Conway and Latham got New Zealand to 41-0 by tea before scoring a further 124 runs in the final session, despite Pakistan’s weaker pace attack in the absence of injured Shaheen Afridi, Haris Rauf, and Naseem Shah.

Both Mohammad Wasim, who was playing just his second test, and left-arm fast bowler Mir Hamza, who had been out of the game for four years after playing his sole test against Australia in 2018, failed to make an impact.

The 29-year-old sick Salman batted courageously earlier on to hit 103 runs with 17 fours while playing with tailenders.
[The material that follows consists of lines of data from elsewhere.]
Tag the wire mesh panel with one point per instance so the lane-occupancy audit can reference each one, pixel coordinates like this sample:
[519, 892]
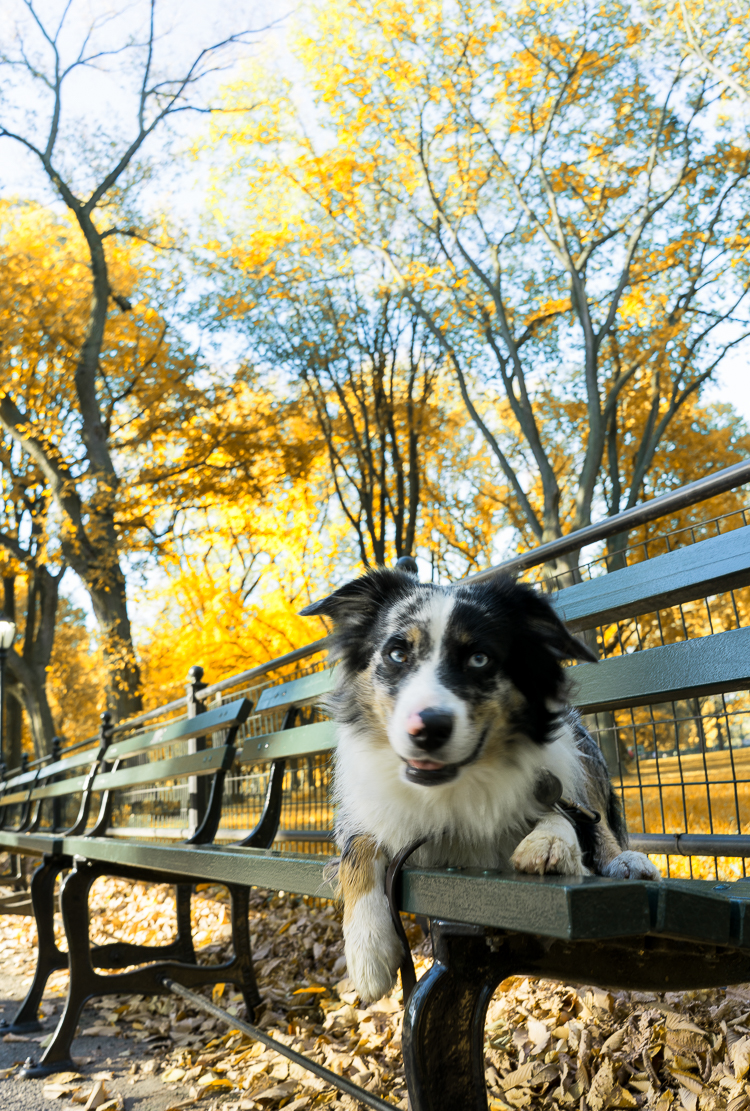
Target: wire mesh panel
[678, 767]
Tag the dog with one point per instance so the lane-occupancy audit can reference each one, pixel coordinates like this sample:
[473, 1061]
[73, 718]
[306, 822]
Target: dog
[450, 707]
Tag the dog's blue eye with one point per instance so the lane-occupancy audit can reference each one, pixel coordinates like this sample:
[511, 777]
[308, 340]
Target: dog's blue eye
[478, 660]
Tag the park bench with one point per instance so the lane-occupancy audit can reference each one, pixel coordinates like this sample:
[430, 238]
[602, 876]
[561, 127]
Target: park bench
[486, 926]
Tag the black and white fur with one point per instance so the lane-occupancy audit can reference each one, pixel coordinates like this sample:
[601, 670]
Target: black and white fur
[450, 706]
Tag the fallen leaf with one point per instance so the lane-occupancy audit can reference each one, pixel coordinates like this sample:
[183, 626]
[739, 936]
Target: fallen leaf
[539, 1034]
[689, 1100]
[97, 1097]
[519, 1077]
[602, 1086]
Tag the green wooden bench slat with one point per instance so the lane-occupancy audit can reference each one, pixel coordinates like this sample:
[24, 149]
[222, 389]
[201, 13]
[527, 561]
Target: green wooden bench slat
[12, 784]
[72, 786]
[297, 692]
[15, 798]
[35, 844]
[553, 906]
[77, 760]
[221, 717]
[699, 570]
[305, 740]
[706, 666]
[195, 763]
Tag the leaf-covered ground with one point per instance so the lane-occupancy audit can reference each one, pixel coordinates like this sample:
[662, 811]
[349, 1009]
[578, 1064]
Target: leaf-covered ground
[548, 1044]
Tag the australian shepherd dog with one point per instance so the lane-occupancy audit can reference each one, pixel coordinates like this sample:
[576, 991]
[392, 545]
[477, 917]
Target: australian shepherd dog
[450, 704]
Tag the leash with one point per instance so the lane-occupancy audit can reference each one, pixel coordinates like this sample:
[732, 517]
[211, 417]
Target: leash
[548, 792]
[392, 876]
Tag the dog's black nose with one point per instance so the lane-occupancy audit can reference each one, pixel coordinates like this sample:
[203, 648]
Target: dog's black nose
[435, 730]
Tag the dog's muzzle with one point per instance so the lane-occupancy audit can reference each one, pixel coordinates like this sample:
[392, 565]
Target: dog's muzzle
[435, 777]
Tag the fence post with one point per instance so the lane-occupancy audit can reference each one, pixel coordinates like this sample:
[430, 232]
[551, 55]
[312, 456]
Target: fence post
[196, 783]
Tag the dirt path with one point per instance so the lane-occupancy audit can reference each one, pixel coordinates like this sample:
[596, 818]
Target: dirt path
[125, 1066]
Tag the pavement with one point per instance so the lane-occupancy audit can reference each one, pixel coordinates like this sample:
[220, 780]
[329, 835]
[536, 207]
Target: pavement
[125, 1066]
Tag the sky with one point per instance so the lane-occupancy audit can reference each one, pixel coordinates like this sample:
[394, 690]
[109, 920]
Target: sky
[99, 100]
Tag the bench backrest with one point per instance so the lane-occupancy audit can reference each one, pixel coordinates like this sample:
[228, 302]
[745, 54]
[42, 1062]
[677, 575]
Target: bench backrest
[671, 672]
[81, 776]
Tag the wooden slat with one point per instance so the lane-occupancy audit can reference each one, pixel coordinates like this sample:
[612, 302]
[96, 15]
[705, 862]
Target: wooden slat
[297, 692]
[222, 717]
[710, 567]
[706, 666]
[196, 763]
[13, 798]
[77, 760]
[302, 741]
[553, 906]
[72, 786]
[33, 844]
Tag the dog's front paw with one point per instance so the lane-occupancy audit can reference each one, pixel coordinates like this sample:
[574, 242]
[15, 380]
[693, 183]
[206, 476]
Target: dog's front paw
[551, 847]
[631, 866]
[371, 946]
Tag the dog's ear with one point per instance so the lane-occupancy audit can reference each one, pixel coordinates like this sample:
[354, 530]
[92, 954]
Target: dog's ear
[545, 622]
[360, 600]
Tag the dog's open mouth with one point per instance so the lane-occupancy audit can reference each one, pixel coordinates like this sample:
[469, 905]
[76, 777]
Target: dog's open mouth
[431, 772]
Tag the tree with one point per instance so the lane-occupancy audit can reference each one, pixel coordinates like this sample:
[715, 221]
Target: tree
[707, 37]
[370, 378]
[97, 188]
[25, 558]
[562, 217]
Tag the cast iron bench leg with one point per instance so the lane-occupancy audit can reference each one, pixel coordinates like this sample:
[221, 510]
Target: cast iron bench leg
[49, 958]
[443, 1026]
[86, 982]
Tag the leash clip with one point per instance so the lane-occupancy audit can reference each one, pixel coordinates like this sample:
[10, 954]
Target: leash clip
[407, 966]
[548, 792]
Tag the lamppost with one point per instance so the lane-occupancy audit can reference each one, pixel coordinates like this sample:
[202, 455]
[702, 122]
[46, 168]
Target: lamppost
[7, 633]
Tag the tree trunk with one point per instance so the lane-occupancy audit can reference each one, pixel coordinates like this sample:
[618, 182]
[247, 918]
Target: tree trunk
[123, 679]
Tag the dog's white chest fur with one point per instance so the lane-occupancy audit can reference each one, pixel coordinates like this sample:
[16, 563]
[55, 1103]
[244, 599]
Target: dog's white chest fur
[475, 821]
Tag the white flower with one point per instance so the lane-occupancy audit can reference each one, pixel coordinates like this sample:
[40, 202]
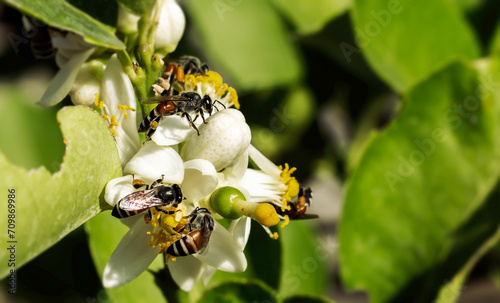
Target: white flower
[173, 130]
[170, 26]
[119, 109]
[133, 255]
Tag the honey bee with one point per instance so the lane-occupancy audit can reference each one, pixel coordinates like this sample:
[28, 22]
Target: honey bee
[155, 195]
[176, 71]
[187, 103]
[298, 207]
[200, 227]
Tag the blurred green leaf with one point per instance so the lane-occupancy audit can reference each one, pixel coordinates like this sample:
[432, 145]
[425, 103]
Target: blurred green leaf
[61, 202]
[38, 140]
[60, 14]
[247, 39]
[418, 182]
[305, 260]
[310, 16]
[103, 11]
[405, 41]
[138, 7]
[105, 232]
[239, 291]
[307, 299]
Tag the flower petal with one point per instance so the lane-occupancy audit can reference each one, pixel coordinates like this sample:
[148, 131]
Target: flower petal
[153, 161]
[116, 89]
[200, 179]
[172, 130]
[131, 257]
[186, 271]
[262, 162]
[60, 86]
[241, 231]
[222, 252]
[118, 188]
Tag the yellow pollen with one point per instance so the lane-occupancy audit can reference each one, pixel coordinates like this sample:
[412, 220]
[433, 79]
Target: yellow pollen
[164, 234]
[125, 108]
[287, 220]
[291, 183]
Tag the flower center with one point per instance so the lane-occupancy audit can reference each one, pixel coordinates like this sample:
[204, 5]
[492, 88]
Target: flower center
[165, 226]
[292, 185]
When Pakistan was knocked out an hour after lunch, he was the final hitter to be removed from the game.

Salman stated, “I can’t put into words how pleased I feel today after achieving my first test century.

When Salman attempted to play over the seamer but was hit on the back leg and was adjudged out leg before wicket, Tim Southee, the new test captain for the Kiwis, picked up his 350th test wicket and finished out the innings.

The best bowler was Southee, who finished with 3-69, while three spinners—Michael Bracewell (2-72), Sodhi (2-87), and Ajaz Patel (2-112)—shared six wickets between them.

After Pakistan lost Babar Azam in the first over of the day without adding to his outstanding overnight total of 161, Salman, who made his test debut against Sri Lanka earlier this year, was ably backed by the tail in his sixth Test.

Salman kept the clock ticking in the first session during which the visitors gave up only 60 runs after Pakistan started on 317-5 while Nauman Ali (7) fought the New Zealand bowlers for 75 balls in a plodding performance.

Salman lifted his half-century in his sixth test off 97 balls with a straight driven boundary off Neil Wagner after just escaping an lbw TV appeal against Sodhi, but New Zealand struck in back-to-back overs soon before lunch.

Nauman pulled at the left-arm but was superbly collected by Bracewell at square leg, giving Wagner his lone wicket. After being recalled for the tour of Pakistan, Sodhi took his first test wicket in four years when Tom Blundell held onto a slight edge when Mohammad Wasim tried a ramp shot.

After the interval, Salman switched up his approach and smacked Wagner for five boundaries, but he was still 11 runs short of his maiden hundred when No. 11 Abrar Ahmed came in.

Salman didn’t hold back and blasted Southee straight for a boundary before hitting two consecutive boundaries against Sodhi to mark his century off 155 balls.

When Southee discovered the outside edge off his fourth delivery of the day, Babar, who had been dropped on 12, was earlier caught behind for 161 from 280 balls. With a 196-run partnership for the fifth wicket on Monday, the captain and Sarfaraz Ahmed—who scored 86 runs in his first test match in almost four years—saved Pakistan.

Salman added, “I took the burden when Babar was out extremely early (Tuesday), but credit goes to Nauman too, who stuck out there with me and faced around 80 balls.

After the Pakistan Cricket Board was forced to postpone the second Test from Multan to Karachi due to weather concerns, New Zealand is visiting Pakistan for two test matches and three ODIs.